Manchester Academy, a secondary school in the crime-ridden Moss Side suburb, took over £670,000 in EAL funding for 2025/26 – more than any other school.
Northampton International Academy (£517,287) and St Claudine’s Catholic School for Girls in Brent, north London (£459,659) rounded out the top three.
Nationwide, schools took an average of £27,418, or around £320 per pupil who does not speak English as a first language.
Most of the expenditure goes towards teachers who specialise in teaching English to foreign children, bilingual assistants, and even interpreters for parents’ evenings.
Job ads online ask for translators fluent in languages including Romanian, Arabic and Polish.
Around 2,000 schools from the Daily Mail’s audit will not show funding figures.
Of these, around 1,700 received no EAL funding from their local authority while the remainder have merged with new multi-academy trusts and generated new identity numbers which cannot be compared over time.
The findings come after the Daily Mail last year showed English is not the first language for the majority of pupils at more than 2,000 schools across the country.
Two schools did not have a single child who spoke English as their mother tongue.
The investigation raised concerns among critics that the slew of different languages being spoken can be incredibly disruptive for learning and integration.
Teachers have previously said schools were under mounting pressure from mass immigration and called on ministers to fund them properly to cope with the array of different languages that pupils speak.
EAL provision features in Ofsted’s new ranking system.
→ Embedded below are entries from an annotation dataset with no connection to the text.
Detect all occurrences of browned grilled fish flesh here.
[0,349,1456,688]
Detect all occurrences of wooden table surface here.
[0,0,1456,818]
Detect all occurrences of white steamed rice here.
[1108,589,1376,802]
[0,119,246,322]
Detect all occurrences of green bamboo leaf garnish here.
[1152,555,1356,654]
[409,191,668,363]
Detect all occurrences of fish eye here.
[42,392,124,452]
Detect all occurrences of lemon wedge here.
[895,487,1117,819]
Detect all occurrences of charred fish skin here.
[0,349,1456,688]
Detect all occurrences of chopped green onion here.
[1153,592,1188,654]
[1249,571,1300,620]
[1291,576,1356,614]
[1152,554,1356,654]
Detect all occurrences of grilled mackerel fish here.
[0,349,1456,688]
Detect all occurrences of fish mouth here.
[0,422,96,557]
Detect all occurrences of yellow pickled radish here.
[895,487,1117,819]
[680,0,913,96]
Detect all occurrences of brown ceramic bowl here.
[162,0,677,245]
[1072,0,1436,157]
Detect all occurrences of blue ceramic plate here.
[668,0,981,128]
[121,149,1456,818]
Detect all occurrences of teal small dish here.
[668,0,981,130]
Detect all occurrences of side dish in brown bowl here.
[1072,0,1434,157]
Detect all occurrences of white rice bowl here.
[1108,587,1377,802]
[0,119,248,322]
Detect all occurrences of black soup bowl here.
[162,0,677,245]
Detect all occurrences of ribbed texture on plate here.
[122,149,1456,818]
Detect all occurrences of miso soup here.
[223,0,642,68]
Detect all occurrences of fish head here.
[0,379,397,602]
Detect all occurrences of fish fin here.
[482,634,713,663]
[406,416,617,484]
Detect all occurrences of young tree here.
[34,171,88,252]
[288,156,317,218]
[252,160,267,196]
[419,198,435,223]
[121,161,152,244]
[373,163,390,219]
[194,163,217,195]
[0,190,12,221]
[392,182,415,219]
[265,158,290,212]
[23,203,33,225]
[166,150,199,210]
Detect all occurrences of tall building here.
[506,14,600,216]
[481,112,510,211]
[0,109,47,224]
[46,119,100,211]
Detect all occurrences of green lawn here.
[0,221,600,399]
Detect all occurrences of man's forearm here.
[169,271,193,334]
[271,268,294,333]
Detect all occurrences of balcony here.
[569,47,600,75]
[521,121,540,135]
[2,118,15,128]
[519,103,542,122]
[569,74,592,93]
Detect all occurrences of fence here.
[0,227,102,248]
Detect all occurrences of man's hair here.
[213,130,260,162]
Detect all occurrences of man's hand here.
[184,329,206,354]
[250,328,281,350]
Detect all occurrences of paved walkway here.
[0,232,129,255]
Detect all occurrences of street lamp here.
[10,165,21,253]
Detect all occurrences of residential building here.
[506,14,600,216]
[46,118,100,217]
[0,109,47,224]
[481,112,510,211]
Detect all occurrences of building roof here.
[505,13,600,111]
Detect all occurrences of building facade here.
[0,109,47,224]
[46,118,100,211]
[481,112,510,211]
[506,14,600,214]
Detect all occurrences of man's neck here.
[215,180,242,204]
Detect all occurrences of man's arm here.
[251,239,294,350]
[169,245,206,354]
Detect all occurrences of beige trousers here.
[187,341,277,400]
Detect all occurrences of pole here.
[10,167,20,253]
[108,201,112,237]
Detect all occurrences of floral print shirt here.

A Department for Education spokesman said: ‘Every child deserves a high-quality education, including children who speak English as an additional language.
‘We trust schools, who know their pupils best, to make decisions about how to invest their funding to support every child while getting the best value for money from overall resources.
‘It’s this Government’s mission to break the link between background and success, halving the disadvantage gap for this generation, so that every child can achieve and thrive.
‘The measures in the Schools White Paper will do this, including Mission North East and Mission Coastal that will improve outcomes for white working-class children and disadvantaged communities, alongside plans to radically reform the way disadvantage funding is given to schools.’